I'd like to put this idea to you.

Malefics and hard aspects: Saturn, Mars, squares and oppositions represent times when adjustment is necessary, change is necessary. We usually perceive this to be unpleasant. Hence the ancient Chinese curse "May you live in interesting times". But think of this as an example. If you are driving and you come to a T-junction, you need to turn the wheel to take the car round the corner and probably change gear and apply the break. This is not a crisis as we might usually think of it, but it is a necessary adjustment.

Benefics and soft aspects: Jupiter, Venus, trines and sextiles do not bring an impetus to move. Like a very cold Gin & Tonic in a lovely shady spot in a beautiful garden on a hot day, you don't want to move. You may need to move but you certainly don't want to. There is no itch which there certainly is with the malefics.

We don't like change much, we like things to be nice and safe. When predicting or forecasting it's much more likely that things will be broadly the same than they will be radically different.

Again, back to the natal chart. What Saturn sounds like or feels like will be different from chart to chart.

Now, part 3. We also need to have a ponder about what we're actually doing and the tools we use to achieve these aims.

We use the words Prediction and Forecasting pretty interchangeably. There's a different feeling about these words.

Prediction seems more specific. Perhaps a few more tall, dark strangers within a prediction?

Forecasting, like the weather forecast, seems to be a more general description of a period of time.

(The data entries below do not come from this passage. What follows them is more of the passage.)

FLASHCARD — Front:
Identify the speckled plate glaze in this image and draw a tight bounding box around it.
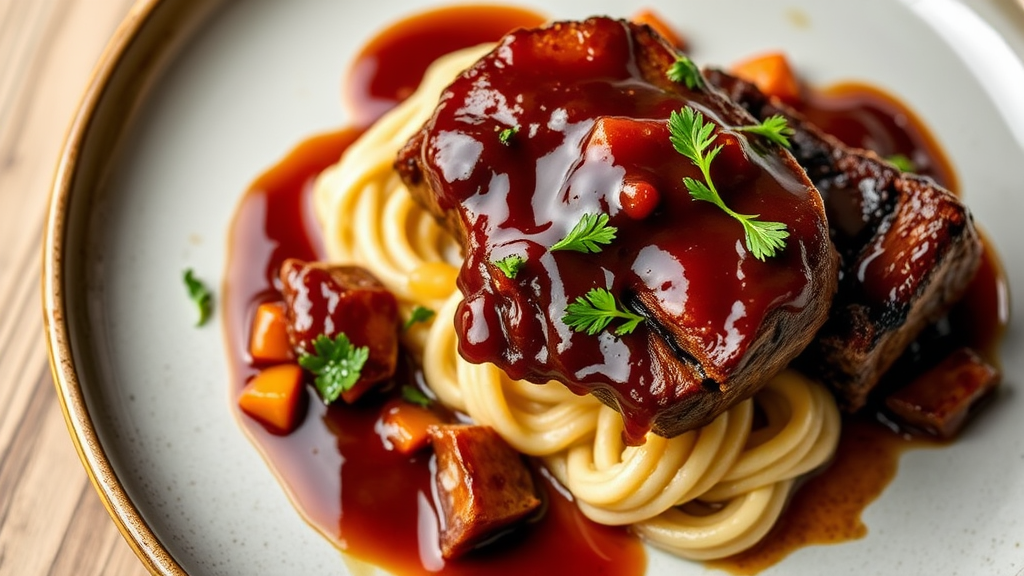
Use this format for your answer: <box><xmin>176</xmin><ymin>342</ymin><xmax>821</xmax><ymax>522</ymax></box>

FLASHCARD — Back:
<box><xmin>44</xmin><ymin>0</ymin><xmax>1024</xmax><ymax>574</ymax></box>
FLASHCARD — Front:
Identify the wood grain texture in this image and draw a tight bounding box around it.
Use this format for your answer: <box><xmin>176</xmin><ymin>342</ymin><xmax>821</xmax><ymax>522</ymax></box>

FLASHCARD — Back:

Saturn transiting your Mercury: Forecast - a time when your ability to communicate could be blocked, difficulties getting your message across. Prediction - your computer and mobile phone will be stolen.

Which is more useful to the client? Depends what you're doing and what you want to achieve.

Maybe we should be more rigorous in the language we use. When we say prediction, do we mean specific, measurable events? I think we should.

I think we should distinguish between what I've just described as Prediction and Forecasting. Now this brings us back to what we want to achieve. Some astrologers don't want to predict, they are happy with a forecast and vice versa. Some, myself included, think that being able to have both would be kinda cool.

Now the examples I've used fit nicely into the approaches used by psychological astrologers and those using more traditional methods. I've done this deliberately as these are the approaches which usually spring to mind when you're talking about these things.

Both of these approaches have merit and I don't think that either contradict the other. But they do different things and in order to use each to the best of its and your ability you need to appreciate the strengths and limitations of each.

The metaphor I've come up with for this is to think of each set of techniques as a toolbox. There are many things in each toolbox and they work with the other things within the same toolbox and have specific uses. The toolbox of a plumber and that of a carpenter may look similar but will be different. And these will look different again from the toolbox of the IT Technician.

My point is this: know what your toolbox is for. Psychological astrology has fine tools for introspection, personal development and the like, but its predictive tools are general and non specific. More properly forecasting techniques? Medieval astrology has intricate and specific predictive technique but its analysis of personality is less so.

I am not saying that you cannot own many toolboxes, but I would strongly caution using tools from one on problems better dealt with by another and I definitely avoid using a random selection of tools from many toolboxes.

There is no astrological sonic screwdriver. [2] No catch all technique which will get you out of all sticky situations. To finish, I'd like to make one last point: There is no such thing as the future, or the past, only the current moment. It is the only thing we have. The past is gone, the future not yet formed.

Creative interaction with the moment is the only way to enact true change. To get to the future, we have to start from here.

References

1. For those that did not attend the seminar, the other sessions were centred around case material and technique.

2. The tool which got Dr Who out of all kinds of scrapes and tricky situations.